Compartilho da campanha latino-americana “Ni una a menos”, pois enquanto a sociedade machista sentir-se livre para o feminicídio não há motivos para comemoração, porém a pergunta que nos toca a todas nesse momento é: Por que a violência sobre nossas mulheres negras não sofreu a mesma diminuição do grupo de mulheres brancas? Ao ler este ensaio, percebemos que pensar tão somente no traço cultural do patriarcalismo que a priori otorga essas mortes, mais uma vez não nos é suficiente, frente o perfil de mulheres assassinadas – dezoito anos, mulher e negra.
Em diálogo com a Kaionara dos Santos, presidenta da Unegro (União de Negros pela Igualdade) de Santa Catarina e assistente social evidencia: “A mulher negra quando jovem sofre violência, ao vivenciar preconceito e discriminação racial, seus maiores agressores são pessoas do seu convívio, o primeiro alvo é o cabelo e sua aparência física, estereotipando sua personalidade, violando sua personalidade que de alguma forma se limita para não passar por constrangimentos. Isso é violência psicológica. No decorrer da sua vida a mulher negra sofrerá as mais variadas violências. Vítima das desigualdades sociais ocupamos os piores índices nas pesquisas, sendo assim nos últimos anos somos beneficiarias dos programas inclusivos de políticas públicas. Este processo de exclusão ainda advindo da discriminação racial e de gênero são eixos norteadores para explicar o tamanho dessa desigualdade”. Ao mesmo tempo frente a seletividade de corpos, a vida das mulheres negras e em especial a morte delas, demonstra causar menos impacto em nossa sociedade.

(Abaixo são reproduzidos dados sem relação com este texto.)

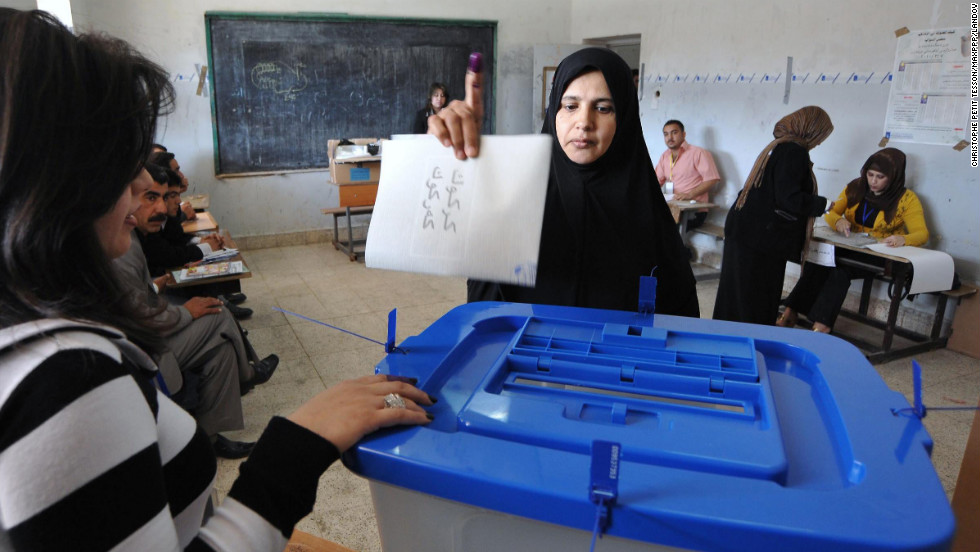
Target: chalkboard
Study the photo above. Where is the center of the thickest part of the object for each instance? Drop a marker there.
(282, 85)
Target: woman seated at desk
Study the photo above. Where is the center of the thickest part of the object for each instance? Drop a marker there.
(876, 203)
(606, 223)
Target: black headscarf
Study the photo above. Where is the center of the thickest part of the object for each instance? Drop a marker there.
(605, 223)
(891, 163)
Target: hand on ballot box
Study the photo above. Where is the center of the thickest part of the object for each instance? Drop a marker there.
(458, 125)
(215, 241)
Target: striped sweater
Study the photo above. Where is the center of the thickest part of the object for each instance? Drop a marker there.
(93, 457)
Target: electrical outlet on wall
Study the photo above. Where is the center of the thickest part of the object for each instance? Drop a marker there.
(655, 98)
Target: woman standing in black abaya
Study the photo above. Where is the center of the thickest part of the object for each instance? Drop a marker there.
(606, 223)
(771, 220)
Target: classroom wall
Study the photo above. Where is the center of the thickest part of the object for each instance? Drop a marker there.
(708, 38)
(172, 33)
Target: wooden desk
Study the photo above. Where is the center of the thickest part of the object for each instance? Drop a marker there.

Quando falamos do cotidiano destas mulheres e dos ciclos de violência, para além destes corpos que hoje já não podem narrar suas histórias e suas tentativas de sobrevivência, é urgente, termos ouvidos para aquelas que ainda estão entre nós e que denunciam cotidianamente os esforços para resistir a violência e a invisibilidade de uma sociedade que tem a Raça e a mobilidade de acesso a direitos ou negação dos mesmos como eixo estruturante, do qual controla status, prestígio e poder. Ocupar os piores índices de qualidade de vida como bem assinalou Kaionara dos Santos, nada tem a ver com causualidades ou categorias alheias às lutas dos feminismos e da campanha dos 16 dias de ativismo, negar a humanidade a história/ cultura, quando não a religiosidade dessas mulheres, conferem violências psicológicas que as afetam desde crianças, porém as mulheres não negras ainda percebem o racismo como algo menos importante ou não tão grave, parecem não acreditar na campanha dos movimentos negros e do Sistema único de Saúde “O racismo mata”, não estão dispostas a discutir os seus privilégios como mulheres brancas e tampouco seu lugar no curso das opressões contras as mulheres negras, aquelas que tendem a ser empregadoras “a patroa”, e que se recusa a assinar a carteira de trabalho.
Seria extremamente produtivo um ciclo de debates e discussões frente às violências de gênero em que todos estes elementos pudessem ser amplamente discutidos em especial a incapacidade de desenvolver políticas para o enfrentamento do feminicídio e violências vividas pelas mulheres negras sem a compressão do peso da Raça/Gênero em seu cotidiano. Igualmente demonstraria uma mudança no modo de olhar para as diversas violências enfrentadas por mulheres brancas e não brancas, considerando que a transformação do capital cultural e de direitos humanos é um passo fundamental na capacidade de transformar nossa sociedade.